Très tôt, intégrant la complexité du mouvement, j'avais demandé que la négociation se phase en trois temps : la signature d'un préaccord sur les questions pouvant trouver une solution immédiate dans un premier temps, le travail en commission pour permettre l'échange et le partage mutuels des réflexions sur des problèmes de société dans un deuxième temps, et le relais législatif par les parlementaires sur des questions relevant de la compétence gouvernementale dans un troisième temps.
En effet, sur des sujets comme la culture, le logement, la santé, le foncier et bien d'autres encore, il nous appartenait en tant que Martiniquais de réfléchir ensemble pour tenter de trouver des solutions relevant de nos compétences ou de les faire, par voie législative ou toute autre voie, remonter à l'Etat.
Sur les questions immédiates de baisse des prix et de hausse des salaires, la pression, nécessaire dans tout conflit pour faire avancer les points de revendication, devait se maintenir. Sur les acteurs concernés. Mais pas sur la population. Au risque de la démobiliser ou de la démotiver. C'est en ce sens que j'avais demandé de « desserrer l'étau du carburant » , pour éviter les déboires sanitaires et sociaux que l'on sait.
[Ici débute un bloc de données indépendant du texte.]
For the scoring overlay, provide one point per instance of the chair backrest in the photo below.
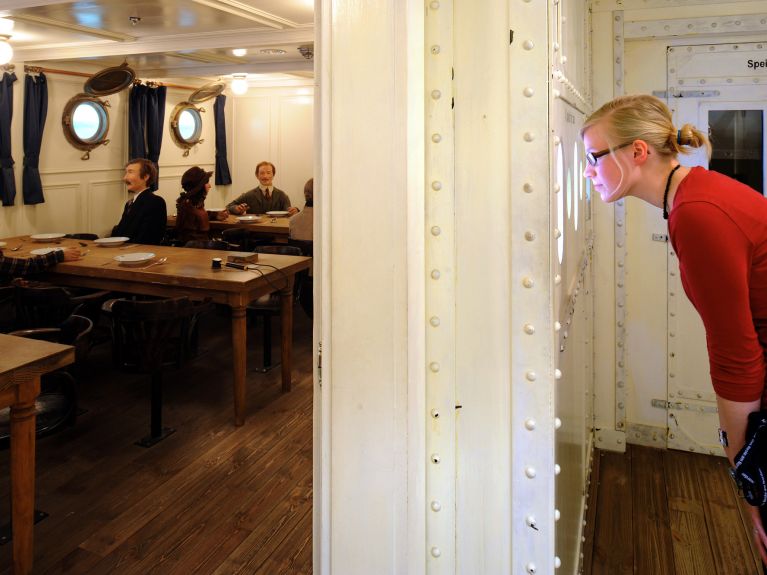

Je n'ai pas été suivi sur la méthode. Je le regrette d'autant plus que c'est cette méthode qui a été appliquée par la suite.
Il y aura des Etats Généraux dans quelques semaines. Quelle est la place maintenant du congrès des élus dans le calendrier qui se dessine pour les prochains mois ?
Et si ces Etats Généraux étaient prévus pour casser le balan de l'évolution institutionnelle arrêtée lors du Congrès du 18 décembre 2008 ? Depuis une dizaine d'années, les Martiniquais ont passé du temps à réfléchir à une transformation plus qualitative, sociale, économique, politique de la société martiniquaise. Cette méthode a permis d'identifier les problématiques évoquées par le Collectif, pour beaucoup déjà formulées dans le cadre du Schéma martiniquais de développement économique et de l'Agenda 21. Je saisirai, avec le Président Lise, le Président de la République pour le lui rappeler. Nous lui rappellerons que l'on ne peut négliger dans ces débats le rôle du Martiniquais, après une crise sociale révélant un tel malaise identitaire.
Il est impératif, dans ces conditions, que, dans la définition de la méthode comme du contenu, les Martiniquais soient aux commandes.
Par ailleurs, il est clair que les questions soulevées par la crise montrent de manière évidente qu'il y a un besoin d'adaptation des politiques de logement, de l'éducation, de la santé, de la culture.... C'est pourquoi nous suggérerons que la réflexion s'inscrive dans le cadre du processus de l'évolution institutionnelle initié par les collectivités régionale et départementale. Ces questions pourront être aisément portées au débat du congrès des élus.